A soft melancholy hovers,
just out of reach, always lurking.
I will not call it my friend,
that would be too strong a word.
Merely an annoying traveling companion,
vile enough to ruin a day now and again,
but mostly a bother easily ignored
while you travel.
I am rarely happy. That emotion of
magical moments eludes me most days.
The melancholy leaves me second-guessing
even the best of moments.
But they are moments.
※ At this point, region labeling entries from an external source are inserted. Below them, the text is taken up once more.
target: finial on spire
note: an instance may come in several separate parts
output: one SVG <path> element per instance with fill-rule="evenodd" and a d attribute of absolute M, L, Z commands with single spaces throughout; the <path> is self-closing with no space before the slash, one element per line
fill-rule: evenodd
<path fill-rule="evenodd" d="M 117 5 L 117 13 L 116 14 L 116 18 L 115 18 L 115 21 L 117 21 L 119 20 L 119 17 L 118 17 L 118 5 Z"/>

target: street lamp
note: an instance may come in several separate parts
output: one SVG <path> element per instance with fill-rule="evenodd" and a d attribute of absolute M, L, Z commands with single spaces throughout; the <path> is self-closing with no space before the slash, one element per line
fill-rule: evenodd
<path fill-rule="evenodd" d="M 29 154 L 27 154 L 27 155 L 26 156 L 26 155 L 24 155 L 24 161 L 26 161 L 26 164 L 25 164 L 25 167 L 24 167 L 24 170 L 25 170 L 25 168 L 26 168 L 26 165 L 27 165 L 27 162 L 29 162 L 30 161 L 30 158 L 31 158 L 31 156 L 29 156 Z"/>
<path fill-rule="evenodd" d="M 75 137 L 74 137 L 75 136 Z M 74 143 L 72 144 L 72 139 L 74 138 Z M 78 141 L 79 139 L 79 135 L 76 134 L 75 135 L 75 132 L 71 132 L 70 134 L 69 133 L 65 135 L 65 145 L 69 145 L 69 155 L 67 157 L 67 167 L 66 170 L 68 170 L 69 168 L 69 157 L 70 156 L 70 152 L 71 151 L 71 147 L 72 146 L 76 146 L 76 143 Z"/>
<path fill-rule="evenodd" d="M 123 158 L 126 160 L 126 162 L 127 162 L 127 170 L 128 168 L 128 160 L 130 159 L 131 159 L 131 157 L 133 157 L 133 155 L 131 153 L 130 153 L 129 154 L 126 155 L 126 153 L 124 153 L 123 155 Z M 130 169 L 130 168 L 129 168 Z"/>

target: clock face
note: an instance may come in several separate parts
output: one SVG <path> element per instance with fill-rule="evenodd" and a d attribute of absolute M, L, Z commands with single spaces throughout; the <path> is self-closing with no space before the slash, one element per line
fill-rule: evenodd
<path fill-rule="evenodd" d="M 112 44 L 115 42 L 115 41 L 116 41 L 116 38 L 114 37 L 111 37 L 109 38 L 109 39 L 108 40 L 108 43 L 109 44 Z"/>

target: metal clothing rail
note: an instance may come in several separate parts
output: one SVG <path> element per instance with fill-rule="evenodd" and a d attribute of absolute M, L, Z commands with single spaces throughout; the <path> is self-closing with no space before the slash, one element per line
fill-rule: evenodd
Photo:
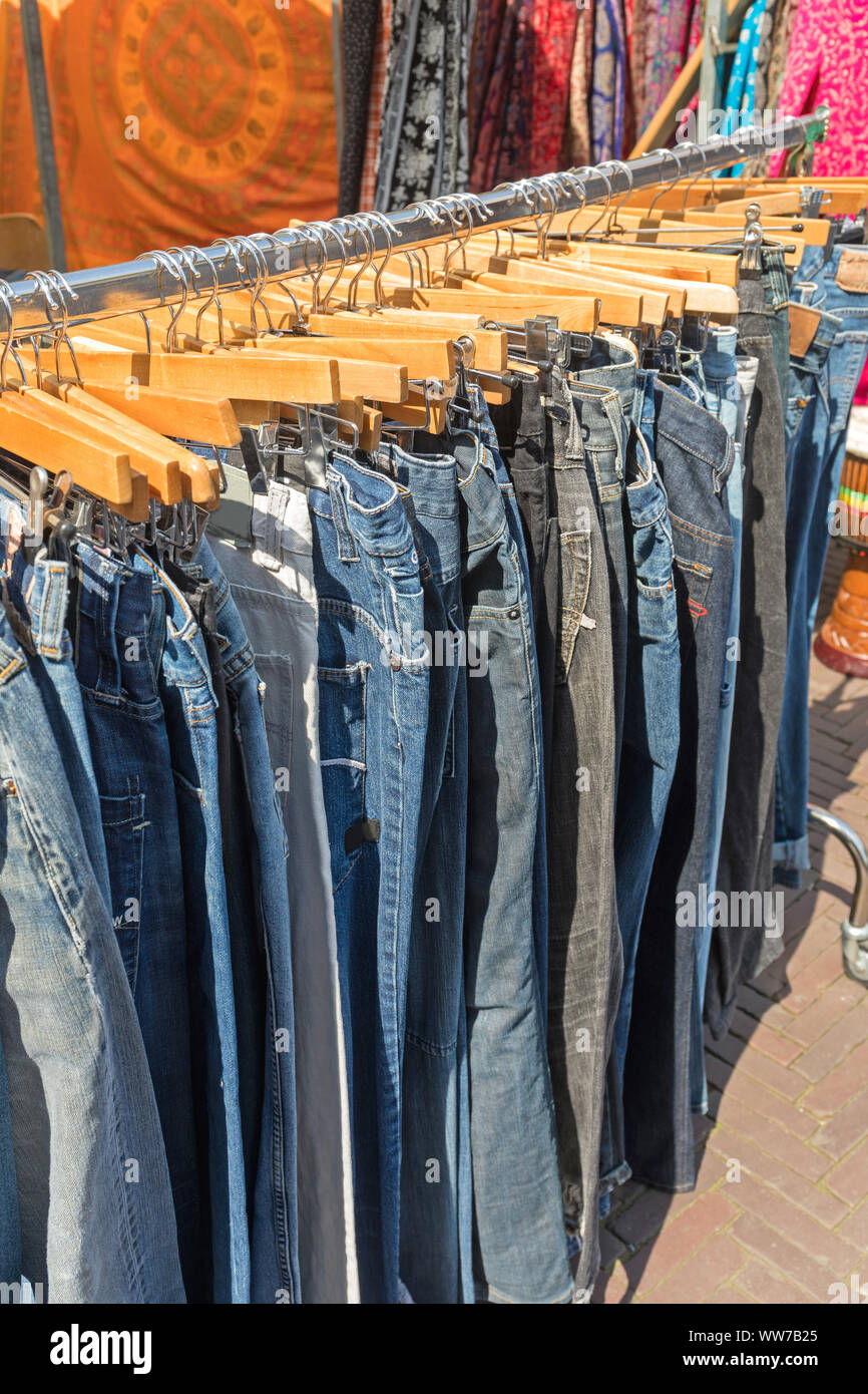
<path fill-rule="evenodd" d="M 316 272 L 326 265 L 359 262 L 371 252 L 410 251 L 426 243 L 443 241 L 454 231 L 481 227 L 504 227 L 509 223 L 556 212 L 581 209 L 585 204 L 613 199 L 633 190 L 699 177 L 708 170 L 724 169 L 769 148 L 812 146 L 825 139 L 829 110 L 803 117 L 784 117 L 775 125 L 745 127 L 736 135 L 718 137 L 705 145 L 680 145 L 673 151 L 655 151 L 638 160 L 612 160 L 607 164 L 566 170 L 535 180 L 504 184 L 490 194 L 453 194 L 447 198 L 414 204 L 394 213 L 364 213 L 330 223 L 302 223 L 274 234 L 224 238 L 212 247 L 185 248 L 187 289 L 177 273 L 177 261 L 164 254 L 148 252 L 132 262 L 98 266 L 68 273 L 64 297 L 68 323 L 84 323 L 110 315 L 159 305 L 177 304 L 195 284 L 201 294 L 212 290 L 238 290 L 265 280 Z M 545 202 L 543 202 L 545 194 Z M 446 213 L 451 209 L 451 219 Z M 464 222 L 463 222 L 464 219 Z M 364 222 L 361 222 L 364 220 Z M 361 229 L 364 227 L 364 237 Z M 348 247 L 348 234 L 354 240 Z M 177 254 L 177 248 L 173 248 Z M 174 270 L 174 275 L 173 275 Z M 11 283 L 13 335 L 21 337 L 47 333 L 57 328 L 46 311 L 46 297 L 32 276 Z M 7 326 L 8 328 L 8 326 Z"/>

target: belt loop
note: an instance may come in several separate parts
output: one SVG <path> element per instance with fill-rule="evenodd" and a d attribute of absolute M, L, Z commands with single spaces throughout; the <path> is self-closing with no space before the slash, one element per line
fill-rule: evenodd
<path fill-rule="evenodd" d="M 575 397 L 570 392 L 570 388 L 567 386 L 563 378 L 560 379 L 560 392 L 568 413 L 567 443 L 564 446 L 564 457 L 567 460 L 584 460 L 585 446 L 582 443 L 581 427 L 578 424 L 578 407 L 575 406 Z"/>
<path fill-rule="evenodd" d="M 337 555 L 341 562 L 358 562 L 358 548 L 350 531 L 350 520 L 347 517 L 346 488 L 344 480 L 334 474 L 330 475 L 329 495 L 332 498 L 332 517 L 337 533 Z"/>

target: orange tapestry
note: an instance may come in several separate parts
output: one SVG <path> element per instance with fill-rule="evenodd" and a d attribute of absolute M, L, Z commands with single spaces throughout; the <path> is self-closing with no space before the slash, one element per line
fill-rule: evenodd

Nothing more.
I have gladly exchanged the loss of those moments
for a deeper joy, for contentment
in the light I carry with me. The knowledge
that the darkness will never again
consume me. That I have become wheat strong,
able to bend and spring back, grow,
bear fruit.
Light.
I used to think it, the light, was outside me
because I was so broken
and so much had leaked out
And yet it also leaks in.
(Thank you, Mr Cohen).
But not all. And as long as there is
even the tiniest flicker,
the darkness is doomed.
About this poem
I fight depression. Like a berserker I fight it. Most days I win. Regular readers know this. I make no secret of it. Because I have learned the truth of the line from Leonard Cohen’s song “Anthem”: “There is a crack in everything. That’s where the light gets in.”
Now and again I need to remind myself of that. So I write poetry.
The picture was taken at the Vanderbilt Mansion on the Hudson River.